Não é por esconder os números que as vítimas vão desaparecer

por Guilherme Rego
Ricardo Oliveira Duarte

Abel Augusto Teixeira (1955 – 2020)

Não gostava que se preocupassem com ele. Sempre dizia que estava tudo bem. Pai de quatro filhos, era de uma simplicidade encantadora. Amigo, admirado por todos por seu caráter e bondade.
Um ser humano fora da curva, excepcional.Abel nasceu no Rio de Janeiro (RJ) e faleceu no Rio de Janeiro(RJ), aos 65 anos, vítima do novo coronavírus.

História revisada por Alessandra Capella Dias, a partir do testemunho enviado por filha Patricia Mattos Teixeira, em 20 de maio de 2020.

A história de Abel é a primeira do Inumeráveis (https://inumeraveis.com.br/). A primeira de muitos milhares, uma lista que não pára de crescer. O site, criado no dia 30 de Abril por um grupo de artistas e jornalistas, todos voluntários e a trabalharem de forma colaborativa, é um “memorial dedicado à história de cada uma das vítimas do coronavírus no Brasil”.

O projeto foi a base para a histórica primeira página do jornal o Globo no dia 10 de Maio, um dia a seguir ao número de vítimas no Brasil ter ultrapassado os 10 mil, uma capa cheia de nomes de vítimas e um resumo da sua história, e todos os domingos, no Fantástico, o jornal das 20h da Globo, em blocos de cinco, várias das histórias que estão no site têm sido contadas por atores da Globo. Edson Pavoni, o artista paulista que idealizou e começou o Inumeráveis, disse ao Diário do Nordeste que “está sendo muito importante perceber que as histórias penetram no coração, num lugar onde os números não conseguem alcançar e isso tem sido muito potente.”

A tal capa do O Globo é do fim de semana do tão falado churrasco que Jair Bolsonaro anunciou, mas que depois classificou de “fake”, e do passeio de jet ski em que o Presidente, falando com apoiantes que estavam numa lancha, referiu que a pandemia “é uma neurose”.

Nesse 09 de Maio o Brasil tinha batido mais um recorde de mortes num só dia e ultrapassado a barreira das 10 mil vítimas. Quando o número ultrapassou as cinco mil mortes Bolsonaro reagiu com o “E daí? Lamento. Quer que eu faça o quê?
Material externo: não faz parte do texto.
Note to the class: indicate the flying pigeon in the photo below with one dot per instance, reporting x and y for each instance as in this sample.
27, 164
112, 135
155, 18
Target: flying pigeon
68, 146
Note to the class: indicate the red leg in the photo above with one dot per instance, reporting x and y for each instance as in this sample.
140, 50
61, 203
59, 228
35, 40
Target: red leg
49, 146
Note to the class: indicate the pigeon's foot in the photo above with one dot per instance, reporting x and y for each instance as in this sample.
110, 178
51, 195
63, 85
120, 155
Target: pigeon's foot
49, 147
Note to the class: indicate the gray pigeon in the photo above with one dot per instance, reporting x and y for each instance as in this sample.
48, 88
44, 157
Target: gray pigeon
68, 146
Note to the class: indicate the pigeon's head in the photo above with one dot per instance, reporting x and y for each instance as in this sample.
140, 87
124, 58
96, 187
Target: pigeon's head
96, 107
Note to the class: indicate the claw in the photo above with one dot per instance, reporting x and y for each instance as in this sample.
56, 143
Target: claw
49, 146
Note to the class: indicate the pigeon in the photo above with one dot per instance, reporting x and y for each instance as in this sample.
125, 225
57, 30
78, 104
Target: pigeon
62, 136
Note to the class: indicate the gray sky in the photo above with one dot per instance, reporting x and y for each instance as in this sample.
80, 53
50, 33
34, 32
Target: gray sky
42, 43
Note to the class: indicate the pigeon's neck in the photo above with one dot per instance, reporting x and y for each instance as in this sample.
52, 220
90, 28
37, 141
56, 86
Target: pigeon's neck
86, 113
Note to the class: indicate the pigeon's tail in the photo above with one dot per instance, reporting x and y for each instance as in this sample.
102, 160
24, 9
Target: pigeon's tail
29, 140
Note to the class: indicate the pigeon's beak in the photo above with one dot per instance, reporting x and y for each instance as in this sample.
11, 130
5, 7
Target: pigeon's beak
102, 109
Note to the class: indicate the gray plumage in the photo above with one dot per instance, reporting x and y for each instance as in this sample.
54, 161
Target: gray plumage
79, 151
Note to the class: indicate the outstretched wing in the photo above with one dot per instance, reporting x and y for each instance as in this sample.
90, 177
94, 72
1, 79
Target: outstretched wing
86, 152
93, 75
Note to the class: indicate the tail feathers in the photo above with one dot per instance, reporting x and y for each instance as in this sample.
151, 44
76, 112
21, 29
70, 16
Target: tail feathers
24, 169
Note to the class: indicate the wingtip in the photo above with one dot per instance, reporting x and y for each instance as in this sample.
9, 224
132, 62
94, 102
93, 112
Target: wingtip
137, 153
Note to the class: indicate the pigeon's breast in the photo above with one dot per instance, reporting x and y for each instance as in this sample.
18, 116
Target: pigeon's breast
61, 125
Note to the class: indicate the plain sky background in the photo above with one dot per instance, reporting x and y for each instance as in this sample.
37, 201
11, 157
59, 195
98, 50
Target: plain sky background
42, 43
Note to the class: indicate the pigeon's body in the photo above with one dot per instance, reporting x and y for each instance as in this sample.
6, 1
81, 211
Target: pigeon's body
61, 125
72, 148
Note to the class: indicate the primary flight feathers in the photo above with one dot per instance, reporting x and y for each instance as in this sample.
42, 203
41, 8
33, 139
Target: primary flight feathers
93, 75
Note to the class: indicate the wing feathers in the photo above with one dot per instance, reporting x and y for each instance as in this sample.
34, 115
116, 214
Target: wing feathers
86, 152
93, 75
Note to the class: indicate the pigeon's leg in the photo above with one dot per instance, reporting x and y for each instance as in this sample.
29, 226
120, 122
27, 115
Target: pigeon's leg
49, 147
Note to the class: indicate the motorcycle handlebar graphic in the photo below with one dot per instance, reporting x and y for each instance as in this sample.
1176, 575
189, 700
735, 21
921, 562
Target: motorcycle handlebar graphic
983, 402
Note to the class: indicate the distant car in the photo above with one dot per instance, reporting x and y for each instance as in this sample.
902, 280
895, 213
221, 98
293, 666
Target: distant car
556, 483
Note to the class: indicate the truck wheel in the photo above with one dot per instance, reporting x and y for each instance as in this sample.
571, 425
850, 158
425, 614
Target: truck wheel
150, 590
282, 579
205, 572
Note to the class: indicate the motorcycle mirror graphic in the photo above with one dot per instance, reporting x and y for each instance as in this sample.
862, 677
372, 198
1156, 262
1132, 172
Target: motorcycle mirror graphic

Eu sou Messias, mas não faço milagre”. No dia 20 de Abril, ao ser suplantada a marca de 2.500 vítimas, o Presidente afirmou: “Não sou coveiro, tá?” Convém não esquecer que durante a pandemia dois ministros da Saúde abandonaram a pasta e há 24 dias (ao dia 08 de Junho) que Eduardo Pazuello, um militar que nomeou outros 18 militares para o ministério, está interino no cargo.  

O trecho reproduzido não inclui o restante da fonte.